4e mystère douloureux
Le portement de Croix


4e mystère douloureux
Le portement de la Croix

Méditation par Dom Delatte
L’Évangile de Jésus-Christ

La troisième phase de la Passion, celle de la souffrance, va commencer. Les soldats dépouillent le Seigneur de sa pourpre dérisoire et lui rendent ses vêtements. On apporte une lourde croix, que le condamné devra porter lui-même sur ses épaules. Le Seigneur n’a vraiment pour lui que sa croix ; elle est toute sienne. Le voilà seul, au milieu d’un peuple ameuté, dont la foule grossit à chaque pas. Deux malfaiteurs, qui doivent être crucifiés avec lui, sont du cortège. Il faut sortir de Jérusalem, regardée comme sainte dans toute son étendue : les exécutions ne pouvaient avoir lieu qu’au-delà des murs (Heb., XIII, 12). Le petit monticule vers lequel on se dirige et qui va devenir le centre du monde régénéré, est situé au nord-est de la ville : son nom hébreu est Golgotha, c’est-à-dire le lieu du crane ; peut-être parce que cette saillie de terrain affectait la forme d’une tète humaine.

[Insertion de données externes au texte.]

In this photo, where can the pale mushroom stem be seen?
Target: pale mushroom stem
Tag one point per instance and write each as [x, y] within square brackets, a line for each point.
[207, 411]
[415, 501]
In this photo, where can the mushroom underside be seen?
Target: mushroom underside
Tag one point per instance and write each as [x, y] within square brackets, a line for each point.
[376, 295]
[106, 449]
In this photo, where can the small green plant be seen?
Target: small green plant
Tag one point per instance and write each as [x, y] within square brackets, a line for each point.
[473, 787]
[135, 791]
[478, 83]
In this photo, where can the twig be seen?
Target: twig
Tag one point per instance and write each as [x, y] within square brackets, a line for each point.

La distance du prétoire an Calvaire n’était guère que de six cents mètres ; mais le Seigneur n’avait pas eu de repos depuis deux jours, l’agonie avait passé sur lui, la flagellation l’avait brisé. Il n’avançait qu’avec peine. Et un événement survint qui ajouta encore au poids de la douleur : ce fut la rencontre de la Sainte Vierge. Nous ne connaissons que par une tradition ce rapprochement soudain du Fils et de sa Mère, ainsi que la première chute du Seigneur et la violence de ceux qui l’accompagnaient. Mais les trois synoptiques ont conservé l’épisode de Simon de Cyrène, le père d’Alexandre et de Rufus, personnages bien connus sans doute de l’Église primitive. Cet homme revenait des champs ; peut-être eut-il un geste de commisération ou de protestation : séance tenante, les soldats le réquisitionnèrent et lui imposèrent de porter la croix derrière Jésus. Nous pouvons croire qu’il s’y prêta de bon cœur et que le contact de la croix lui fut salutaire. II faut toujours, par le monde, que la croix du Seigneur soit portée ; le Calvaire n’est pas un événement d’un instant, c’est un fait éternel. Dans la multitude qui entourait le Seigneur, saint Luc nous a montré un groupe de femmes pleurant et se lamentant à grands cris sur tant d’infortune. Et il a recueilli la réponse du Sauveur, si triste et si tendre. Se retournant vers elles, Jésus leur dit : « Filles de Jérusalem, ne pleurez pas sur moi, mais pleurez sur vous-mêmes et sur vos enfants. Car des jours vont venir où l’on dira : Heureuses les stériles, heureuses les entrailles qui n’ont point enfanté, et les mamelles qui n’ont point allaité ! Alors, on dira aux montagnes : Tombez sur nous ! Et aux collines : Recouvrez-nous ! (Os., X, 8) Car si l’on traite ainsi le bois vert, que sera-t-il réservé au bois sec ? » Il semble que pour le cœur du Fils de Dieu, ce soit peu de chose que son corps déchiré et son front couronné d’épines : ce qui est plus cruel que toute souffrance, c’est qu’un tel amour soit dépensé en vain.